El crepúsculo otoñal descendió sobre Edo. En un cielo de poniente de color dorado pálido, las nubes bosquejaban volutas como escrituras de humo. En las casas de los campesinos, las viviendas de los mercaderes y las grandes mansiones de los daimio -los señores que tienen tierras-, los faroles brillaban sobre las puertas y en las ventanas. Una luna casi llena salió entre las primeras estrellas, heraldos de la noche que servían de guía a una partida de caza que atravesaba el coto boscoso del castillo de Edo. Porteadores cargados de cofres con vituallas seguían a los criados que guiaban a los caballos y a los perros entre ladridos. Delante, los cazadores armados con arcos avanzaban a pie entre los árboles, sobre los cuales los pájaros remontaban en vuelo vespertino.
– Honorable chambelán Yanagisawa, ¿no se está haciendo un poco tarde para cazar? -Makino Narisada, el primer anciano, apresuró el paso para ponerse a la altura de su superior. Lo siguieron los otros cuatro miembros del Consejo de Ancianos de Japón, entre bufidos y resuellos-. Hace un frío muy desagradable y pronto estará demasiado oscuro. ¿No sería mejor que regresáramos al palacio y retomáramos nuestra reunión con mayor comodidad?
– Tonterías -replicó Yanagisawa mientras enarbolaba su arco y apuntaba la flecha-. La noche es el mejor momento para cazar. Aunque no distinga a mi presa con claridad, ella tampoco puede verme. Es un reto mucho mayor que cazar a la poco sutil luz del día.
Alto, esbelto, fuerte y, a la edad de treinta y tres años, al menos quince menor que cualquiera de sus camaradas, el chambelán Yanagisawa avanzaba entre la espesura a paso ligero. La energía mística de la noche siempre estimulaba sus sentidos. La vista y el oído cobraban fuerza y claridad hasta hacerle detectar el más mínimo movimiento. En las sombras fragantes de los pinos oyó el suave aleteo de un pájaro que se posaba en un arbusto cercano. Se paró en seco y apuntó.
La caza avivaba el instinto asesino de Yanagisawa. ¿Qué mejor estado de ánimo para manejar los asuntos de gobierno? Dejó volar la flecha, que se clavó en un árbol con un golpe seco. El pájaro huyó ileso y en las inmediaciones se oyeron los graznidos de una bandada que alzaba el vuelo presa del pánico.
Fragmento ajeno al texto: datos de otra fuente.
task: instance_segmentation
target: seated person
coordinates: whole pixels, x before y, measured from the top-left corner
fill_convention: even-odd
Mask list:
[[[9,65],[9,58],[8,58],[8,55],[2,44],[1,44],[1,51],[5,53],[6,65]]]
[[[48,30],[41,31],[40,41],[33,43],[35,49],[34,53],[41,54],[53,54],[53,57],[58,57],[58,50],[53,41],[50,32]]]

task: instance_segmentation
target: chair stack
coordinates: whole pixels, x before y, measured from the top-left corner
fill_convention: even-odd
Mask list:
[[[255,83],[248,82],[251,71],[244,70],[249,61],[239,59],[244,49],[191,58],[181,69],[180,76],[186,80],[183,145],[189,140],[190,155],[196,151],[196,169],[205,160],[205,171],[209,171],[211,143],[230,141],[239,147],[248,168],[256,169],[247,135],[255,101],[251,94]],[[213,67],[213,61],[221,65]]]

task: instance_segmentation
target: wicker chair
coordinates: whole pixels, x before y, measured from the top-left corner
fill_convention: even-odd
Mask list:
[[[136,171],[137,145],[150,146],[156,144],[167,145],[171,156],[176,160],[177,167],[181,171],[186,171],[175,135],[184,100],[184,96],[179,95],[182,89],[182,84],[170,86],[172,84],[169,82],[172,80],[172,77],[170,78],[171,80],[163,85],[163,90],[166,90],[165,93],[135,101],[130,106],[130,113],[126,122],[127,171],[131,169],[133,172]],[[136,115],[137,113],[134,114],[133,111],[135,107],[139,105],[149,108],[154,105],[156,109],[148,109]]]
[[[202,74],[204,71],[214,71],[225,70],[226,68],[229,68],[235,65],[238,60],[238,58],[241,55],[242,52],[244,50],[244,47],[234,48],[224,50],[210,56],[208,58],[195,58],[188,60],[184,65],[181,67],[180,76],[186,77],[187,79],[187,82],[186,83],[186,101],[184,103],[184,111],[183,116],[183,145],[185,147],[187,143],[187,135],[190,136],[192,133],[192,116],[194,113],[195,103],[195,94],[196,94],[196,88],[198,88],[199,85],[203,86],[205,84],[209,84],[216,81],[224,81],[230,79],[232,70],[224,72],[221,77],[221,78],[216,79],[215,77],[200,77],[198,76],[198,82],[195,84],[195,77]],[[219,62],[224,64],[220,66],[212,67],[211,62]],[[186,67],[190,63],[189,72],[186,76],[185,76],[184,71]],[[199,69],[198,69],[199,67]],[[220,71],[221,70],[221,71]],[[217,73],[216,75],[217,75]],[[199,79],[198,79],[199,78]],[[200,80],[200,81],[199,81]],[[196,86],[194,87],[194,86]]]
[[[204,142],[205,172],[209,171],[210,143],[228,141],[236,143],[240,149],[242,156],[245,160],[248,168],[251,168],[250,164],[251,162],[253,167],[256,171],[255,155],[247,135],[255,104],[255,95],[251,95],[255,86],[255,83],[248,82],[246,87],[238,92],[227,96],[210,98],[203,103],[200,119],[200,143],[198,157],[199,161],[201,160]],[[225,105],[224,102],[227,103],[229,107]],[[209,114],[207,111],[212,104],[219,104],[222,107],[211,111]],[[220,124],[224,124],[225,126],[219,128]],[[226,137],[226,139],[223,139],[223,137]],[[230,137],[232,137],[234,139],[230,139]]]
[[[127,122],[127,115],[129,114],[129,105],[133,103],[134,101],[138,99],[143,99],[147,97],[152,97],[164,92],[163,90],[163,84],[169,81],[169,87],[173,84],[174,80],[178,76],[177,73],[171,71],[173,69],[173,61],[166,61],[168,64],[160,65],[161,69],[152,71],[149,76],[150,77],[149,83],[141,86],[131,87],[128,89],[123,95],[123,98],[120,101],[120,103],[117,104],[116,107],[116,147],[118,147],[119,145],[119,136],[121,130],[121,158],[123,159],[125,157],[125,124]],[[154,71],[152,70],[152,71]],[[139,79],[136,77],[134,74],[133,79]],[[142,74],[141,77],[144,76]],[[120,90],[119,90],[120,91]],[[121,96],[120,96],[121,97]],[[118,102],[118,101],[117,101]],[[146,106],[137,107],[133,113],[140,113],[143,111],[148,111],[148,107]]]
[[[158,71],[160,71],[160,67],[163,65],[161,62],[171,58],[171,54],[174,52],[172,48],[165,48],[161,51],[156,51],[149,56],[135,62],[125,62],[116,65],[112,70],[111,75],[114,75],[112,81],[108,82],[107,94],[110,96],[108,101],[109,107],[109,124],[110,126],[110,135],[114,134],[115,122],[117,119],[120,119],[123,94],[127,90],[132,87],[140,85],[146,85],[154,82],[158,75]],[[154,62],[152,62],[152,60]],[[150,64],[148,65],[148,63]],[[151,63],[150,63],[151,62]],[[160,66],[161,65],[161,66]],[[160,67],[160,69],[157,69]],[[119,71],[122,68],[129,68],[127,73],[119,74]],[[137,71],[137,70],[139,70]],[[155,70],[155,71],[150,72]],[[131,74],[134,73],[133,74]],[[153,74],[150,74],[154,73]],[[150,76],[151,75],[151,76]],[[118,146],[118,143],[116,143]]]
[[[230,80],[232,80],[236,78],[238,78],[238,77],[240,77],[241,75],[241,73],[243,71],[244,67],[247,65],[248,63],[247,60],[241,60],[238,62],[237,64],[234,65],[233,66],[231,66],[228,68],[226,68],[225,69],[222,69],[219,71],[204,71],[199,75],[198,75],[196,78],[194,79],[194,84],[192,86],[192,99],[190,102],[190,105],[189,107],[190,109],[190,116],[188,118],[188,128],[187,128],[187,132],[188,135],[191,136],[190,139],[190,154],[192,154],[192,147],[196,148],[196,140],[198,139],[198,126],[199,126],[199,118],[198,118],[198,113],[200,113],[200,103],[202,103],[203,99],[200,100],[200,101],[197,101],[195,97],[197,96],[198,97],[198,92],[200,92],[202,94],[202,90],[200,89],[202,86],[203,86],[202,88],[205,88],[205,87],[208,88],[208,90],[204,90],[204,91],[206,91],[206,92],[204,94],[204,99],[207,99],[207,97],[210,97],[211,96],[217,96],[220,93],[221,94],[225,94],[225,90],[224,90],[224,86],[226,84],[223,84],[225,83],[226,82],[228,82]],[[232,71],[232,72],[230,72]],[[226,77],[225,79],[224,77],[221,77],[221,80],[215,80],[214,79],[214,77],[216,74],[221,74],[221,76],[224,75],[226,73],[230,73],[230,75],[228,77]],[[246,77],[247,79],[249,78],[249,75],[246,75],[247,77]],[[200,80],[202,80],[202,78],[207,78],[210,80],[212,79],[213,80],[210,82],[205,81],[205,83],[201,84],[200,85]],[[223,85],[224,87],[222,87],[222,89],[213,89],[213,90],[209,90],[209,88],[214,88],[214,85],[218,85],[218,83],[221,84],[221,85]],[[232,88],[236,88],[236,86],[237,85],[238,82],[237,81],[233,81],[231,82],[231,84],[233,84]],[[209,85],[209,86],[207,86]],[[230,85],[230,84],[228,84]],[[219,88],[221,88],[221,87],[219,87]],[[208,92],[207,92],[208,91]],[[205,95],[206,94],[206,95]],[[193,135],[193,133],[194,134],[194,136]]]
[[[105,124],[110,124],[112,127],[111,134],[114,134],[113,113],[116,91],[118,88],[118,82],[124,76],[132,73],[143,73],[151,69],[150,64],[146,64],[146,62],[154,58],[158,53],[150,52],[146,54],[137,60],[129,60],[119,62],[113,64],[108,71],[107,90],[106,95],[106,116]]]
– Un disparo magnífico -comentó el anciano Makino a pesar del tiro. Los otros se hicieron eco de su alabanza.
El chambelán Yanagisawa sonrió, sin que le importara haberlo errado. Iba en pos de una presa más grande, más importante.
– Entonces, ¿cuál es el siguiente punto de nuestro orden del día?
– El informe del sosakan-sama sobre el éxito de su investigación de asesinato y la captura de una red de contrabando en Nagasaki.
– Ah, sí.
La furia inundó a Yanagisawa. Sano era un rival al que no había logrado eliminar, un hombre que se interponía entre él y su mayor anhelo.
– Su excelencia quedó muy impresionado por la gesta del sosakan-sama -añadió Makino; un asomo de satisfacción maliciosa tiñó sus maneras serviles-. ¿Qué pensáis, honorable chambelán?
Con ademanes enfáticos y parsimoniosos, Yanagisawa sacó otra flecha de su aljaba y siguió caminando.
– Hay que hacer algo con Sano Ichiro -dijo.
Desde su juventud, Yanagisawa era el amante del sogún y se había valido de su influencia sobre Tokugawa Tsunayoshi para alcanzar la posición de segundo al mando, el auténtico dirigente de Japón. El talento administrativo de Yanagisawa mantenía el gobierno en funcionamiento mientras el sogún sucumbía a su pasión por las artes, la religión y los jovencitos. Con el paso de los años, Yanagisawa había amasado una inmensa fortuna desviando para sí parte de los tributos pagados a los Tokugawa por los clanes daimio y de los impuestos recaudados entre los mercaderes; además de cobrar por otorgar audiencias con el sogún. Todos se inclinaban ante su autoridad. Mas no le bastaba con toda esa riqueza y poder. Recientemente había trazado un plan para convertirse en daimio, gobernante oficial de una provincia entera. Cuatro meses atrás había desterrado al sosakan Sano a Nagasaki, con la idea de que sería la última vez que vería a su enemigo y la convicción de que había afianzado para siempre su posición como favorito del sogún.